NVIDIA's Head Honchos Speak - Computing Trends and Platform Updates

High Performance Computing with Tesla

High Performance Computing with Tesla

Here's a Tesla module made for compact blade systems. This particular Tesla model is an X2070 with 6GB GDDR5, 448 CUDA cores and has a peak performance of 515GFLOPS.

  • Targeted for HPC applications, oil and gas exploration, molecular dynamics, and many other computational science aspects that require heavy physics processing.
  • The biggest competitor is multi-core CPUs since the Tesla group is practically starting from ground up. So from that point of view, the Tesla department has tremendous growth potential.
  • According to some of the professors in universities, the biggest problem they face is compute power (only 50TFLOPS on average). They usually have to rely on supercomputing centers, but by the time they get to experiment and try to follow-up for more compute experiments, the researchers would have lost interest and moved on to another idea. So the waiting game to try out one's ideas is counterproductive at the end of the day. A Tesla equipped system can grant researchers parallel computing power for little money and space.
  • A separate purpose built chip isn't required for HPC usage. There's a very strong overlap in the type of computing done in HPC and what is done on the consumer side. For example the physics simulations you run in PhysX are physics. The Tesla team used the same GPU foundation and then added what is necessary for the HPC environment. This is an effective strategy at this point of time for the team. The type of processing needed in the consumer market, Quadro market and HPC is very similar. Like the strategies in the CPU world, Tesla adds double precision, ECC and few others to make it HPC suitable.
  • On why some GeForce products are actually faster than Tesla products, it's because a lot of margin in the GPU has been added to ensure it can run in the data centre, 24/7, doing a very valuable job where someone could be relying on it for big revenue. So its goal is to provide the highest reliability, and not actually the highest performance. If one aims for performance, there could be some possibility where results might not turn out as intended, thus costing money. So it's better off being tuned for reliability.
  • The biggest benefit and value of a GPU is what a small company/start-up can do, rather than the big companies who've very big budgets and can afford large-scale systems to deliver what they need.

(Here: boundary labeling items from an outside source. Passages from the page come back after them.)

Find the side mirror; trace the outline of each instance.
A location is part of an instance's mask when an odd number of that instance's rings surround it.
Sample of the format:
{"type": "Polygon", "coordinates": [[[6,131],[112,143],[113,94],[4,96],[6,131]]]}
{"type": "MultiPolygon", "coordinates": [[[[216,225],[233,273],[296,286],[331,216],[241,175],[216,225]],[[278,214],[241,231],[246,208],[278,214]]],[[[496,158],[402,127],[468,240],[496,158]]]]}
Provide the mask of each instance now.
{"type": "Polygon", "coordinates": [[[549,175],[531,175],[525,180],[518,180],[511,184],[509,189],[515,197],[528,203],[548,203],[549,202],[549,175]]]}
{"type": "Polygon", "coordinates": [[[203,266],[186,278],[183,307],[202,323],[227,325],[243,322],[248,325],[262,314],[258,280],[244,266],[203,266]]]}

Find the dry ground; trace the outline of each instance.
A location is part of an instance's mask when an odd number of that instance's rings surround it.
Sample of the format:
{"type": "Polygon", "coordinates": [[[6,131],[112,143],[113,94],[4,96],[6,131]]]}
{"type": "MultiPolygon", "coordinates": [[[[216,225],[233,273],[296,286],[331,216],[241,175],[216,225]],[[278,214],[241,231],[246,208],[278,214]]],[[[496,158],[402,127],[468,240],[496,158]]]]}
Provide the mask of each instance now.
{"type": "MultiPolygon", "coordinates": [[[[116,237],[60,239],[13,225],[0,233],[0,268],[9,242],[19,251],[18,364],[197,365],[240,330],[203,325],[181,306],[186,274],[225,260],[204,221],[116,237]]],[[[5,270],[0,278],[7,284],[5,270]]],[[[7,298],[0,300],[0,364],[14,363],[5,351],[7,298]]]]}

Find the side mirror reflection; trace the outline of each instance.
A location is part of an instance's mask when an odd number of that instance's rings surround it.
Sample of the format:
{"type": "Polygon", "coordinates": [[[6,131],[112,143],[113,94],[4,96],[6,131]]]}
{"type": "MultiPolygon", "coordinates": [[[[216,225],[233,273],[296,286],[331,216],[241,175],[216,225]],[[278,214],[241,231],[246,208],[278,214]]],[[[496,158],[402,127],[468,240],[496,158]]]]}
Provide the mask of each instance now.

To move on to CUDA in the cloud, Tesla in the cloud, the first thing NVIDIA needed to solve was to have solutions for the cloud providers that they can buy. They cannot buy a graphics card, thus buy whole computers. This is why NVIDIA's partnership with HP, IBM, Dell and others are very important. Unlike just one vendor last year, several top system providers have configurations with Tesla. And so, now several other companies can get obtainable solutions without much effort. We saw several configurations and models on show in GTC 2010.

The Tesla module seen above belongs as part of one of the highest performing Tesla blade systems. This is the T-Platforms TB2-TL where each blade node as seen here has dual Intel quad-core Xeon L5630 processors, dual Tesla X2070 GPU modules and up to 24GB DDR3 main memory. The complete TB2-TL blade enclosure fully populated will have 192 quad-core processors, 192 Tesla GPUs, up to 384GB of main memory, 192GB of GPU memory, peak power of 105TFLOPS, weighs 154.6kg and consumes 12KW of power. Mind boggling for a 7U enclosure.

Here's another rack unit, Appro's 1U Tetra GPU Solution. Each rack can house dual Intel Xeon processors and quad Tesla M2050 GPUs. The interesting aspect of this rack is its modular integration of the Tesla GPUs which are neatly installed on both the sides of the rack. This is an example how server racks these days are thoughtfully designing racks to cater to GPU processing as well.